DEFIZIT: Das Haushaltsdefizit lag 2009 auf dem extrem hohen Niveau von 15,4 Prozent. Es soll nun auf etwa zwei Prozent gedrückt werden. Sparmaßnahmen trafen vor allem die sozial Schwachen. Im Durchschnitt haben die Griechen nach Gewerkschaftsschätzungen mehr als 30 Prozent ihres Einkommens verloren. Weil der Gürtel immer enger geschnallt wird, wird immer weniger konsumiert. Der Wirtschaftsabsturz führte zu Entlassungen und einer Arbeitslosigkeit um die 26 Prozent. Jeder zweite junge Mensch ist ohne Job.

SCHULDEN: Aktuell liegt die Schuldenquote Griechenlands bei etwa 180 Prozent der Wirtschaftsleistung und damit höher als in irgendeinem anderen Euroland. Am Kapitalmarkt kann Griechenland praktisch keine Kredite mehr aufnehmen, weil die Investoren das Vertrauen verloren haben, dass Athen seine Schulden überhaupt zurückzahlen kann. Deshalb ist das Land auf eine Einigung mit der EU, der Europäischen Zentralbank und dem Internationalem Währungsfonds (IWF) angewiesen.

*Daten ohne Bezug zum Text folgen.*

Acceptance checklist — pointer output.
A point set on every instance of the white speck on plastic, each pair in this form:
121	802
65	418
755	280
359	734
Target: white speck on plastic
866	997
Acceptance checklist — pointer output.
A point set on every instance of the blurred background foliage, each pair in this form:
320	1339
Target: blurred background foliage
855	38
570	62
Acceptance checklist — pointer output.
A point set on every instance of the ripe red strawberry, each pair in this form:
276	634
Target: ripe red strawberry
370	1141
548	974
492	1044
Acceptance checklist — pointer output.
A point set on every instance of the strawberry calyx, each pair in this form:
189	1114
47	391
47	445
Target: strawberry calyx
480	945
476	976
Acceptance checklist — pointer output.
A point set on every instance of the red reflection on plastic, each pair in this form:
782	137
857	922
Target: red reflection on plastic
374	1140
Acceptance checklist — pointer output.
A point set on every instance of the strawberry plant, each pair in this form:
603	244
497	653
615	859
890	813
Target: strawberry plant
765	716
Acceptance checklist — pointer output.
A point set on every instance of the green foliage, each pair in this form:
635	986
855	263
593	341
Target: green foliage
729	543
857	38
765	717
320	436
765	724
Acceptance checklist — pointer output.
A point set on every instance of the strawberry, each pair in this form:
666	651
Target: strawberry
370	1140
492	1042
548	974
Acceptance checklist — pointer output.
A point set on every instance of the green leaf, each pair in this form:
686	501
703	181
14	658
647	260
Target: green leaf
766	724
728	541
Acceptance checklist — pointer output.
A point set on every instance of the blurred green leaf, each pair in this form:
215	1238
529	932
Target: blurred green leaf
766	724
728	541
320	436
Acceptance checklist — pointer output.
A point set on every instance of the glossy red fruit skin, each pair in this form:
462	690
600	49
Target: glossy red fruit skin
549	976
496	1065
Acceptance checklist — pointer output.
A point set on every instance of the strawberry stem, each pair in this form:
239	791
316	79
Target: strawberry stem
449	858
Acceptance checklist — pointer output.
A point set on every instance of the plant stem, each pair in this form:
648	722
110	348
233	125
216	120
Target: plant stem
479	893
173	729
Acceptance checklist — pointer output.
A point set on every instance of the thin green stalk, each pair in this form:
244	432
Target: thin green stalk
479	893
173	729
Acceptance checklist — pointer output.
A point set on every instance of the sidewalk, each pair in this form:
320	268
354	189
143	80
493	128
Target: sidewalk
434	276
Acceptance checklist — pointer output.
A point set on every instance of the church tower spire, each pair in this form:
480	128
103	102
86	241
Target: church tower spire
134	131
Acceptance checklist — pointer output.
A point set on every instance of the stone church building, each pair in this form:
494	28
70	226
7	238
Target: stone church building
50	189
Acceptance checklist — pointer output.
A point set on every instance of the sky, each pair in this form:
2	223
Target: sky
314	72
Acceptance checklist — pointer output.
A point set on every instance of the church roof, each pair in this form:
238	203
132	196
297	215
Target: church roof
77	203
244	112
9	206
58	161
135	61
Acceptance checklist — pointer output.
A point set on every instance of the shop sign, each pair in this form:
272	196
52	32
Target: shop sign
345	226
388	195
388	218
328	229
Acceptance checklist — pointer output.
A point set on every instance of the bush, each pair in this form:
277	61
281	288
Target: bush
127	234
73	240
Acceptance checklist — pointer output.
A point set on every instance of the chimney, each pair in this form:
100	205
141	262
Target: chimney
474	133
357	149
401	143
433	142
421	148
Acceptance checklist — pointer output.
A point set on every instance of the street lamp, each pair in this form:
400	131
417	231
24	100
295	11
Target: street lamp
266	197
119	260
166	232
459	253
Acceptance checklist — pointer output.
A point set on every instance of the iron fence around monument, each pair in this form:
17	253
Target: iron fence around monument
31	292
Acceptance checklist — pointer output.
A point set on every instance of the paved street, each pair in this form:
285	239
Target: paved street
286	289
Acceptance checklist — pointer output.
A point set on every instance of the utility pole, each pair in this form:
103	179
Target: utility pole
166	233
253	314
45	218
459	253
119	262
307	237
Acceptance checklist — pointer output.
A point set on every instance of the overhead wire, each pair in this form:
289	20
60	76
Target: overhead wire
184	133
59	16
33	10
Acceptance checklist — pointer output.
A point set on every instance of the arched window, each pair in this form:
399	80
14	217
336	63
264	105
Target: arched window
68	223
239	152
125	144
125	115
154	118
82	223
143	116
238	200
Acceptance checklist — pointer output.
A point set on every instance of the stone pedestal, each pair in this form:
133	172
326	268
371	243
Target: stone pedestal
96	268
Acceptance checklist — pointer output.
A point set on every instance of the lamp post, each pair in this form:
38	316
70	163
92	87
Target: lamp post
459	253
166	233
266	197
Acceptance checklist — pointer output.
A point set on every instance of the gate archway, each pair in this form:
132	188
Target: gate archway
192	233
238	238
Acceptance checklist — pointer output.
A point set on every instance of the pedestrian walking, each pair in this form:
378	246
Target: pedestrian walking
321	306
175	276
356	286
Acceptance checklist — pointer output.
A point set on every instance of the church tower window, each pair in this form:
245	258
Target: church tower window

STEUERHINTERZIEHUNG: Dem Staat entgeht viel Geld wegen Korruption, Freunderlwirtschaft und Steuerbetrug. Experten haben ausgerechnet, dass Griechenland binnen zehn Jahren schuldenfrei sein würde, wenn es Steuerhinterziehung erfassen und Abgaben - vor allem die Mehrwertsteuer - eintreiben könnte.

DYNASTIEN: Etwa Tausend Familien und wenige Politikerdynastien beherrschen den Staat und besitzen große Teile des Landes und der Wirtschaft.

MISSTRAUEN: Die Griechen haben wenig Vertrauen in die politischen Institutionen. Die Traditionsparteien der Konservativen und Sozialisten haben es verspielt. Im Jänner wählten die Griechen erstmals eine linke Regierung. Ministerpräsident Alexis Tsipras holte als Koalitionspartner die Rechtspopulisten. Nur wenige Minister der Links-Rechts-Regierung haben Regierungserfahrung.